The 1992 Energy Policy Act paved the way for wholesale power deregulation, which in the past few years spurred the growth of merchant plants. Merchant builders have only recently started looking at the Carolinas, which have one operating merchant plant each and a total of five in process plus the projects in Gaston and Greenville counties, and one proposed for York County, SC.
Carolinas utility regulators are studying potential impacts of merchant plant construction, including air pollution, water use and congestion on the utilities' transmission lines, which merchant operators use to deliver power. Regulators also are reviewing capacity in the pipelines that carry natural gas -- the main fuel for merchant plants, including the ones proposed for Gaston and Greenville counties.
The SC Cogentrix project would be the first Carolinas merchant project by a Carolinas company. The plant would sit across the street from a $ 400 mm merchant plant that Entergy, based in New Orleans, has applied to build. The two would connect to a Duke Power substation at the site to transmit their power.

Calpine, a power producer based in San Jose, California, operates South Carolina's only merchant plant, in Cherokee County. Calpine also wants to build a $ 400 mm plant in York County, SC, and is building one in Calhoun County, south of Columbia. A Massachusetts company has a permit to build in Anderson County.

Cogentrix, a private company with sales last year of $ 551 mm, is considering two sources for the 4 mm gallons of water a day the SC plant would use -- the Greenville water system or treated wastewater. Cogentrixtypically sells its plants' power on contracts ranging from five to 20 years. Potential customers include Carolinas utilities and municipal power suppliers.
Industry analysts say many of the plants proposed in a national power building boom won't get built.
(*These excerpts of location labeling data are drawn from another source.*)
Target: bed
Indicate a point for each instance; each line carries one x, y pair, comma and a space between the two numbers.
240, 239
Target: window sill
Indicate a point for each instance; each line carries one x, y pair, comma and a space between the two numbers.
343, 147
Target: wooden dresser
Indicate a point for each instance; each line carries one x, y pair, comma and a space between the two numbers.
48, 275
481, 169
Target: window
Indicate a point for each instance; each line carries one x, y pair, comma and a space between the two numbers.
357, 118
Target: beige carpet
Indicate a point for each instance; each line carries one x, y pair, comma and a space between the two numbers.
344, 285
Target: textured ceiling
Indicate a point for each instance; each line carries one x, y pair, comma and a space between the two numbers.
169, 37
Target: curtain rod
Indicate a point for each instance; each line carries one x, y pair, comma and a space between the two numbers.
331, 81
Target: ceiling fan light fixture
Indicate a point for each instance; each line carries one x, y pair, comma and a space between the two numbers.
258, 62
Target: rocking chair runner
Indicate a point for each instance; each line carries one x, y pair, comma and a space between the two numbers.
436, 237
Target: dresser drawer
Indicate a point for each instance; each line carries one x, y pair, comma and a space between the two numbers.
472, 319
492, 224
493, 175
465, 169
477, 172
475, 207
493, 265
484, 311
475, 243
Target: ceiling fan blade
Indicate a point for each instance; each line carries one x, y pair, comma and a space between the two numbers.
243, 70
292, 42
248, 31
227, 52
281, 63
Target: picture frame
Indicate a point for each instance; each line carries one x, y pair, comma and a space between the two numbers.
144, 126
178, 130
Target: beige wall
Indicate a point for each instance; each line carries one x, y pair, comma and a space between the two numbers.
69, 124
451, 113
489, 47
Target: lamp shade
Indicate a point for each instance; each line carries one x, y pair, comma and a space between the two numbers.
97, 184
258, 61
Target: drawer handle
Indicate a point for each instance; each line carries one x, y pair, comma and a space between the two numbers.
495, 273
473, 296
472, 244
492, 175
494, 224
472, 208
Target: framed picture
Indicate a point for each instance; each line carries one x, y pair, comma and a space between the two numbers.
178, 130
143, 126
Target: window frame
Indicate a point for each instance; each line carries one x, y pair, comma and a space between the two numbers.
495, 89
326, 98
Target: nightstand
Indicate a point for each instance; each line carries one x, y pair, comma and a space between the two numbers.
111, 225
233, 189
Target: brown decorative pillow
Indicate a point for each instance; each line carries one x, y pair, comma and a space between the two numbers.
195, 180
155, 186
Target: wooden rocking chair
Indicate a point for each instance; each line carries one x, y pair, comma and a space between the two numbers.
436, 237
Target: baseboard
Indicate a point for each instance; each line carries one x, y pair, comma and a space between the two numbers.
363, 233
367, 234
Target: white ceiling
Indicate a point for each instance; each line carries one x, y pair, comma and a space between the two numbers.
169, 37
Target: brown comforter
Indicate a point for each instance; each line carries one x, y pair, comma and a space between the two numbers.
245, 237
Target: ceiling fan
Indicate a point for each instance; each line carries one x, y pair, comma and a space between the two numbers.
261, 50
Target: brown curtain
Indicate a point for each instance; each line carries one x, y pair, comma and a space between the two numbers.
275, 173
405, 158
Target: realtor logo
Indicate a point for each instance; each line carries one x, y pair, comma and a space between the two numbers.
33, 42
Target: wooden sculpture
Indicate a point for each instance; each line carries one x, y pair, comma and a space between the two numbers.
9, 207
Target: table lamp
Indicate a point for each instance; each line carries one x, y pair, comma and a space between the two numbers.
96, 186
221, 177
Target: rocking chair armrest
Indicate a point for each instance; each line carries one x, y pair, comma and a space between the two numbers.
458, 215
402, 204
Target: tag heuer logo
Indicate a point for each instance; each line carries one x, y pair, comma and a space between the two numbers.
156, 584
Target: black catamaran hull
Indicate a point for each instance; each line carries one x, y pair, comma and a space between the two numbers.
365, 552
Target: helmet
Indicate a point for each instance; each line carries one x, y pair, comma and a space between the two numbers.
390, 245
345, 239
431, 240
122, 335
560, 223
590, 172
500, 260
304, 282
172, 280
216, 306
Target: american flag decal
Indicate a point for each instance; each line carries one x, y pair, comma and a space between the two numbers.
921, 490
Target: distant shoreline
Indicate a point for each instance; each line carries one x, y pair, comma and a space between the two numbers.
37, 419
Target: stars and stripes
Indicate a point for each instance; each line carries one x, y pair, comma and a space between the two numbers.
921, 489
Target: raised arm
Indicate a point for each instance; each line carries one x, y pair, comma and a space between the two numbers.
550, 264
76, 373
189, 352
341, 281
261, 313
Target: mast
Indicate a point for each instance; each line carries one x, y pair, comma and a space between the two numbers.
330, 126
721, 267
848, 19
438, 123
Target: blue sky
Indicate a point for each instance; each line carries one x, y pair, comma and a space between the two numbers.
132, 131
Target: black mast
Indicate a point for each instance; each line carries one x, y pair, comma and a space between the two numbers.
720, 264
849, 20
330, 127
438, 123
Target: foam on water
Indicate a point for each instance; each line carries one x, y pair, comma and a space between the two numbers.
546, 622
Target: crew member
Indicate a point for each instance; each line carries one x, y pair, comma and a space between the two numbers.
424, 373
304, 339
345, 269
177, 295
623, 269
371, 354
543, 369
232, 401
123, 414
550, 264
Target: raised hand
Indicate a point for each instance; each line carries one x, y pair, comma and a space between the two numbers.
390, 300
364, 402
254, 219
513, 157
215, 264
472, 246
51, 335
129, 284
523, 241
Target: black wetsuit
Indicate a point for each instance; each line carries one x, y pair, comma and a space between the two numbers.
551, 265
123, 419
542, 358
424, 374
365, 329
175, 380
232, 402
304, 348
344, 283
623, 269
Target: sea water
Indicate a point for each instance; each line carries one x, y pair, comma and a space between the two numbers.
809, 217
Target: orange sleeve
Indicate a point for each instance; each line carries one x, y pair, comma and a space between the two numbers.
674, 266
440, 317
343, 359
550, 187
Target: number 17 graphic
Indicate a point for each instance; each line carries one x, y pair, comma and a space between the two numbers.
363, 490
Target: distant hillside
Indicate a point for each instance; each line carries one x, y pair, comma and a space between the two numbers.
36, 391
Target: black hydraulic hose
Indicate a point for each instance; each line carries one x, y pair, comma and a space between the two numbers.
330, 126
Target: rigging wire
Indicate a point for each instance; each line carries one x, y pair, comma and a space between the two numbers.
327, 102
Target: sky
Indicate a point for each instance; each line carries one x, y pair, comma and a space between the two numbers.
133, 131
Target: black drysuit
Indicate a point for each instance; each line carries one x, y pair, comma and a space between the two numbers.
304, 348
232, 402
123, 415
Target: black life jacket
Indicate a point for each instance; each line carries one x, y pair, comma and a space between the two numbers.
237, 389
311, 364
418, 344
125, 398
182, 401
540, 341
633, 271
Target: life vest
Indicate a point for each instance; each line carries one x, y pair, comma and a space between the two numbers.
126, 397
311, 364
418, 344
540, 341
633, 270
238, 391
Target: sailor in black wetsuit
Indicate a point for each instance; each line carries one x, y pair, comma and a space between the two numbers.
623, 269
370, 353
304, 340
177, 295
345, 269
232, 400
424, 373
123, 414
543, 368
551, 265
Cogentrix agreed, saying it will monitor demand closely as the S.C. project moves forward. "We have to watch those market conditions, but we're full steam ahead on the development," said Chip Olsen, a Cogentrix vice president managing the Greenville project.

Cogentrix Energy
-- Headquarters: Charlotte
-- Founded: 1983
-- Employment: 500, with 125 in Charlotte
-- 2000 revenues: $ 551 mm
-- 2000 earnings: $ 51.5 mm
-- Operating plants: 22 US plants, generating enough power for 5 mm homes
-- In process: 6 plants under construction, including one in the Dominican Republic, and about 6 more, including the Greenville County, SC, project, in permitting.